Amount Complete = 100%
Process 7682 stopped
* thread #1, queue = 'com.apple.main-thread', stop reason = breakpoint 1.1
    frame #0: 0x0000000100018a30 rfifind`rfifind_plot(numchan=96, numint=37, ptsperint=14400, timesigma=10, freqsigma=4, inttrigfrac=0.300000012, chantrigfrac=0.699999988, dataavg=0x0000000100d04380, datastd=0x0000000100d04580, datapow=0x0000000100d046e0, userchan=0x0000000100c09fe0, numuserchan=0, userints=0x0000000100c09f40, numuserints=0, idata=0x00007ffeefbff200, bytemask=0x0000000100d04820, oldmask=0x00007ffeefbfece0, newmask=0x00007ffeefbfed50, rfivect=0x0000000100d04970, numrfi=20, rfixwin=0, rfips=0, xwin=0) at rfifind_plot.c:78:1
   75                     mask * oldmask, mask * newmask,
   76                     rfi * rfivect, int numrfi, int rfixwin, int rfips, int xwin)
   77   /* Make the beautiful multi-page rfifind plots */
-> 78   {
   79       int ii, jj, ct, loops = 1;
   80       float *freqs, *chans, *times, *ints;
   81       float *avg_chan_avg, *std_chan_avg, *pow_chan_avg;
Target 0: (rfifind) stopped.
(lldb) thread continue
Resuming thread 0x5e2ff in process 7682
Process 7682 resuming
Process 7682 stopped
* thread #1, queue = 'com.apple.main-thread', stop reason = EXC_BAD_ACCESS (code=1, address=0x7fff00050af2)
    frame #0: 0x0000000100a29740 libgfortran.5.dylib`_gfortran_string_len_trim + 35
libgfortran.5.dylib`_gfortran_string_len_trim:
->  0x100a29740 <+35>: cmpb   $0x20, (%rsi,%rdx)
    0x100a29744 <+39>: leaq   -0x1(%rdx), %rax
    0x100a29748 <+43>: je     0x100a2974f               ; <+50>
    0x100a2974a <+45>: leaq   0x1(%rdx), %rax
Target 0: (rfifind) stopped.
(lldb) bt
* thread #1, queue = 'com.apple.main-thread', stop reason = EXC_BAD_ACCESS (code=1, address=0x7fff00050af2)
  * frame #0: 0x0000000100a29740 libgfortran.5.dylib`_gfortran_string_len_trim + 35
    frame #1: 0x0000000100743446 libpgplot5.dylib`grtrim_ + 24
    frame #2: 0x000000010074d933 libpgplot5.dylib`pgmtxt_ + 83
    frame #3: 0x0000000100729316 libcpgplot5.dylib`cpgmtxt + 96
    frame #4: 0x000000010001aa1d rfifind`rfifind_plot(numchan=96, numint=37, ptsperint=14400, timesigma=10, freqsigma=<unavailable>, inttrigfrac=<unavailable>, chantrigfrac=<unavailable>, dataavg=0x0000000100d04380, datastd=0x0000000100d04580, datapow=0x0000000100d046e0, userchan=0x0000000100c09fe0, numuserchan=1, userints=0x0000000100c09f40, numuserints=0, idata=0x00007ffeefbff200, bytemask=0x0000000100d04820, oldmask=0x00007ffeefbfece0, newmask=0x00007ffeefbfed50, rfivect=0x0000000100d04970, numrfi=20, rfixwin=0, rfips=0, xwin=0) at rfifind_plot.c:450:9
    frame #5: 0x000000010004aa0d rfifind`main(argc=<unavailable>, argv=<unavailable>) at rfifind.c:468:9
    frame #6: 0x00007fff739d1cc9 libdyld.dylib`start + 1
    frame #7: 0x00007fff739d1cc9 libdyld.dylib`start + 1
scottransom commented 3 years ago

That's good progress! Thanks! It looks like something bad is happening in a PGPLOT cpgmtxt call. So here is something to try: can you try running with "-xwin" and see if you get a plot on the screen? And if so, please take a screenshot of it. I want to carefully check to see if all the labels and text look OK.

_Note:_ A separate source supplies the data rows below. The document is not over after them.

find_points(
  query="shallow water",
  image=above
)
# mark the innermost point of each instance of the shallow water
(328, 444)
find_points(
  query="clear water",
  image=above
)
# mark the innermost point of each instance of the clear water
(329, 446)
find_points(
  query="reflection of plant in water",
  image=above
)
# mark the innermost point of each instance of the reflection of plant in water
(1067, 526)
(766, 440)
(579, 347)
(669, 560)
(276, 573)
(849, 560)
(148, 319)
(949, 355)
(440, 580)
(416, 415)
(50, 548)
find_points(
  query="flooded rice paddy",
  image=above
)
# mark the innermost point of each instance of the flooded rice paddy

paulray commented 3 years ago

cpgmtxt is known to cause segfaults with certain gcc versions: https://trac.macports.org/ticket/57726

k-perez commented 3 years ago

I do not get a plot on the screen, but I am using gcc8 so maybe that is the issue? Let me try re-installing with gcc7

scottransom commented 3 years ago

good grief. That certainly seems like the issue!

k-perez commented 3 years ago

Yes, that was the issue! Thanks so much for helping! For the record, I had pgplot for gcc11. Installing pgplot for gcc7 fixed it.

scottransom commented 3 years ago

Great! Glad you are set now! It is pretty sad that PGPLOT is unmaintained but still so useful!